Sunday, March 20th, 2011 6:42am MDT
Why do we have seasons?

Why do we have seasons? It is all thanks to the tilt of the Earth's axis. (NASA / NOAA)

We are now in the waning hours of winter as spring is set to arrive in Thornton later today – at 5:21pm to be exact.  The changing of the seasons from winter to spring means longer days, warmer temperatures and a greening landscape.

The Earth experiences seasons thanks to its 23 1/2 degree tilt.  As the planet circles the sun, a process that takes 365 1/4 days, different parts of the Earth are tilted closer to or farther away from the sun.

The vernal equinox (the first day of spring) is the day on which the sun is directly over the Earth’s equator and daylight lasts 12 hours in both the Northern and Southern Hemisphere.  This is because at this point the Earth’s axis is 90 degrees away from the sun.

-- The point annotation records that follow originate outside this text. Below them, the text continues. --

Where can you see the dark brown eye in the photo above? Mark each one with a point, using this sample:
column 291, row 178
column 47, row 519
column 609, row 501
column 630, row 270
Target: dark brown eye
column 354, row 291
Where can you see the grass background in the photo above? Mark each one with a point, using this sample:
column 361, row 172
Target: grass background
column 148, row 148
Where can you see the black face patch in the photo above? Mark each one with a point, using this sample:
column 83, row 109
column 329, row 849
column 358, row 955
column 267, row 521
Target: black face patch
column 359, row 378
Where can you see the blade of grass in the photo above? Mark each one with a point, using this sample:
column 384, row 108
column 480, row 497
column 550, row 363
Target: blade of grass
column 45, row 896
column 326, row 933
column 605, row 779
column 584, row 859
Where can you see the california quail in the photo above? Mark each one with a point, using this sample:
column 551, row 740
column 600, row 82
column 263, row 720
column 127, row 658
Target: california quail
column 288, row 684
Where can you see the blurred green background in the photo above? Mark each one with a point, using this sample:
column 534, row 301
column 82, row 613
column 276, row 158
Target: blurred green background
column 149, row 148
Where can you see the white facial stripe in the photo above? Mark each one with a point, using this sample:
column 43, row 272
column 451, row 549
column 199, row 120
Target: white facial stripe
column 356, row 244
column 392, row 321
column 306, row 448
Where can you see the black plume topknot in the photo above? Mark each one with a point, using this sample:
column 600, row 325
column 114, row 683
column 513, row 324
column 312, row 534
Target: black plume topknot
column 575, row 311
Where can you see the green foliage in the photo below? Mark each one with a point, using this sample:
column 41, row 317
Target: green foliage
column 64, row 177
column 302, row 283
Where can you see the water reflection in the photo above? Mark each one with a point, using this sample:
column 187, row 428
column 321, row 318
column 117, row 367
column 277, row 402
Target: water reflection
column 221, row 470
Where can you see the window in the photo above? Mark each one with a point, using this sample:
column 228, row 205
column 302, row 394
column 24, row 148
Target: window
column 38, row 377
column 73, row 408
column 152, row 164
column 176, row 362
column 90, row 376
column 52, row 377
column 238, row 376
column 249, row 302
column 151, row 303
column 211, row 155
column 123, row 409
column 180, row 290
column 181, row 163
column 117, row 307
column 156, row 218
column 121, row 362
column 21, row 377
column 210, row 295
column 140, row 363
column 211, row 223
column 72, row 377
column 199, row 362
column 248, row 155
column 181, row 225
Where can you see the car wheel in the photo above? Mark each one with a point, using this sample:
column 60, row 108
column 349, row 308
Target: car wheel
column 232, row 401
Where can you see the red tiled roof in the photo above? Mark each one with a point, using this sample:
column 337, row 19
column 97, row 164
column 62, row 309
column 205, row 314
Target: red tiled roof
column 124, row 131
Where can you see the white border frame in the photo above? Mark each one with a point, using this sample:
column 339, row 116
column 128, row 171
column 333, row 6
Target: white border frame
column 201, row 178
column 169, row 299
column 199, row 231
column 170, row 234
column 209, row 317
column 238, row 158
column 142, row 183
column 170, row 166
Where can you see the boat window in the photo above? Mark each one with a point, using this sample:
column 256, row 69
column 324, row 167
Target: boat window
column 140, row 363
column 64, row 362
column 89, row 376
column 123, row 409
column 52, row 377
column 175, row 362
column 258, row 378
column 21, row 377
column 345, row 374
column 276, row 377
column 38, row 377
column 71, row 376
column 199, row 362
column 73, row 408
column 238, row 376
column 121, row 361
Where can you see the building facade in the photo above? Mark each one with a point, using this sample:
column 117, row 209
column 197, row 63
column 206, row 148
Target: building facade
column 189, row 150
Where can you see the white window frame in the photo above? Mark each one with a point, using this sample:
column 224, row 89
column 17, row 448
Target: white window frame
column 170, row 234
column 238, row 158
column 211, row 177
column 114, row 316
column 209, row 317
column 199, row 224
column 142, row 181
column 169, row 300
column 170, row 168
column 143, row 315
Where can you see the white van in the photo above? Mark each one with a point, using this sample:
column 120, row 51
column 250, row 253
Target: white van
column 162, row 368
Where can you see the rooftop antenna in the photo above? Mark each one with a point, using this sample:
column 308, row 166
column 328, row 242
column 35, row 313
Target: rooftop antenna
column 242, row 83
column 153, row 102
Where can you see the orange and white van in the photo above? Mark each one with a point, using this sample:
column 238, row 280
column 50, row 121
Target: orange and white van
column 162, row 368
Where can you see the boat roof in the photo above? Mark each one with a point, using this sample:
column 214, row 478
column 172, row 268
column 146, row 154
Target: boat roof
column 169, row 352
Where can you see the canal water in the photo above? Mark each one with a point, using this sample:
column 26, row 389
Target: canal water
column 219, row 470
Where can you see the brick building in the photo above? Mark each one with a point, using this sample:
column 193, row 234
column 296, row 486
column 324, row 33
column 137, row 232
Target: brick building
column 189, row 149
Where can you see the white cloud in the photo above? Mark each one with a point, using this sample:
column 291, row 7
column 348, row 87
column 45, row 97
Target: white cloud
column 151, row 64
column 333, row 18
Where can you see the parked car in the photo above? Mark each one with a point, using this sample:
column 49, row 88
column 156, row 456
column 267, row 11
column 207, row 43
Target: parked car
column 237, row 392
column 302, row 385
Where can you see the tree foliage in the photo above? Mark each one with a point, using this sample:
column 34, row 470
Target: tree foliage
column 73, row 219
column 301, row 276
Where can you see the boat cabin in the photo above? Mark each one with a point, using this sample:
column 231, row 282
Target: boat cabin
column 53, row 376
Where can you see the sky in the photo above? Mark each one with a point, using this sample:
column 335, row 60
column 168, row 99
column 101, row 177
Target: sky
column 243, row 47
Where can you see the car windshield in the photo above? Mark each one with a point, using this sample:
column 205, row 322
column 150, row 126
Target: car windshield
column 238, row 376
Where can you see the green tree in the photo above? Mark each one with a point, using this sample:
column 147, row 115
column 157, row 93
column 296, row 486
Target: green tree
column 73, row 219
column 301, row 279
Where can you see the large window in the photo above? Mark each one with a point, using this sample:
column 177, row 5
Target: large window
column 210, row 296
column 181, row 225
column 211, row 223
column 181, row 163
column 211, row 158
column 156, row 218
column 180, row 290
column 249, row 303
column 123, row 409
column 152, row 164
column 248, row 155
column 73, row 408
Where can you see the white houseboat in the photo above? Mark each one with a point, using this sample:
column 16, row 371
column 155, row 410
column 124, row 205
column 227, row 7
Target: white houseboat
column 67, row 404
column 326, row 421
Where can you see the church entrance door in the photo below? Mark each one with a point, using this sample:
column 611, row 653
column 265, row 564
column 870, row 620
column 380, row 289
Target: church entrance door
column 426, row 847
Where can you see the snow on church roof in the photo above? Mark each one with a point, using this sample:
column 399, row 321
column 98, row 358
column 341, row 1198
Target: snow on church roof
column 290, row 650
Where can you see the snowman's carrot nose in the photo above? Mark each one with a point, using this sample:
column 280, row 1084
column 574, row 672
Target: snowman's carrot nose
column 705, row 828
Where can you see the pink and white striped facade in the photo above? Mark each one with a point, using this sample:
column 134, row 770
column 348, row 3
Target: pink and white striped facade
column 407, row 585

From now until the summer solstice, those of us in the Northern Hemisphere get closer to the sun and thus enjoy the warming temperatures and experience spring and summer.  In the Southern Hemisphere they experience the opposite and for them today is the first day of autumn.

Animated vernal equinox

The vernal equinox brings nearly equal daytime and nighttime across the globe.

Here is Colorado, thanks to our northern latitude, we have already passed the point of 12 hours of equal daytime and nighttime, something that occurred just a few days ago.  Today in fact daytime will last 12 hours and 7 minutes.

Did you know that there is a difference between the astronomical seasons that we are discussing here and meteorological seasons?

Meteorological seasons differ slightly and are geared toward matching the calendar with the annual temperature cycle.  This is done primarily for meteorological observing and forecasting.

For the Northern Hemisphere, the meteorological spring covers the months of March, April and May.  Summer brings the hottest months of the year and so meteorological summer is June, July and August.  Meteorological fall then is September, October and November followed by the coldest months of December, January and February as meteorological winter.